Wait, meaning that while it's technically possible, but it'd be really tricky to accomplish? Gee, I wish I had written something like "Branching would be really tricky, but there's no physical barriers" at the top of my post ;)
Well, there are physical barriers to a static design that allows branching. Actively moving an entire section of tube to reconnect it to a new one is sort of a brute-force approach, and highly unlikely that it would be worth the complexity and risk, in my opinion at least.
Drag is reduced in the first place by using hydrogen even at a given pressure. And you can use 1/4th the pressure and still maintain lift because you're moving four times as fast. And given how few reboosts are needed from LA to SF in the base case, a few more per unit distance hardly seems limiting.
1/4th the pressure is still problematic, because what do you do while you're accelerating up to speed? You'd have to use pressurized onboard gas to levitate with, which would then require more vacuum pumping with every run. The Alpha design uses wheels for "taxiing" at low speeds; it's unclear at what speed the compressor is able to provide all of the needed lift.
If you consider that the steel Hyperloop pipe draped across 30m-spaced pylons will approximate a vertical sine wave, then at 700mph the allowable sag is only about 5cm
Irrelevant because earthquakes impose far more deflection that you have to be able to counter (and that the proposal calls for countering) than a craft moving past.
Relevant because the problem is the frequency, not the amplitude. Large earthquakes tend to cause much lower-frequency deflections, which are far easier to deal with, even if the amplitude is higher. The problem I described has to do with the static height profile of the tube, not the effect of the passing capsule distorting it (which is negligible). Even if the skis (on springs) can accelerate at 10g's to maintain contact with the tube surface, then a 5cm oscillation with 30m wavelength is sufficient to cause the skis to completely lift off the surface of the tube after each pylon, causing a very jarring ride. A low-frequency earthquake deflection on the other hand, say with 200m wavelength, could not realistically have high enough amplitude to cause the skis to skip like this. Of course, if you have the bad luck to be riding the hyperloop straight over the epicenter when the earthquake lets loose, then there will be high-amplitude earthquake waves of all frequencies and all bets are off.

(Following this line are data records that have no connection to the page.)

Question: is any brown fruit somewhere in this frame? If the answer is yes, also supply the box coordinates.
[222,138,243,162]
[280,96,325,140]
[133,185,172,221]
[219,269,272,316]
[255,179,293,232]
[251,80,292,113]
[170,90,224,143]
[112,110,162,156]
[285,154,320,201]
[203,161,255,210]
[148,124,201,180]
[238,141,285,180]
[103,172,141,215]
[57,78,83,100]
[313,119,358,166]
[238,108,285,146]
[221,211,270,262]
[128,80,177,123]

Mechanical braking from 1500mph in the event of an emergency is also a non-starter
What, you're picturing drum brakes or something? You're moving at high speeds in a giant steel tube. Magnetic braking couldn't possibly be easier.
The Alpha proposal calls for a "mechanical braking system"; I agree that magnetic brakes would be preferable in principle, though at Hyperloop speeds there's enough kinetic energy involved that the capsule component of the brakes would likely melt from the induced current. Permanent magnets on the capsule would probably be too heavy. And magnets/electromagnets on 350 linear miles of tube would likely be too costly/complicated. So unless there's a way to have the electromagnet component on the capsule, but make sure that nearly all the heat is dissipated in the steel tube and not the capsule, I'm not sure it would be workable. I have similar concerns about the aluminum capsule rotor, and whether it might become problematically hot during the linear acceleration/deceleration phase. A solid aluminum rotor could absorb the electromagnetically induced waste heat from 0-700mph acceleration without melting (by a factor of about 2), but the Alpha design calls for it to be hollow. And accelerating to 1500mph involves >4x the energy of 700mph.
a 700mph capsule will incur about 2g's of aerobraking deceleration
Where are you getting this from? Even if the tube was instantly full pressure (which it wouldn't be), a streamlined shape will not experience 2Gs at 700mph, any more than a passenger jet losing full engine power does. And anyway, 10g horizontal is not fatal even if that was the case. The average untrained individual, properly restrained, can tolerate 10g for a minute without even loss of cognitive function.
According to High-G training, untrained individuals tend to black out between 4 and 6 g's. (Then a few sentences later it says that one minute at 15g's could be deadly, then a few sentences after that says that several minutes at 17g's is ok. Go figure.) In any case, streamlined passenger jets are not traveling 700mph in 1atm; more like 550mph in 0.2atm. And the Hyperloop capsule is emphatically NOT streamlined; it has a honking circular front cross-section with a giant compressor on it, designed for very low-pressure input, which would immediately stop working if the pressure spikes up. Subjecting the entire Hyperloop capsule shape suddenly to 1atm, in a tube not much bigger than it is, would result in tremendous aerodynamic drag.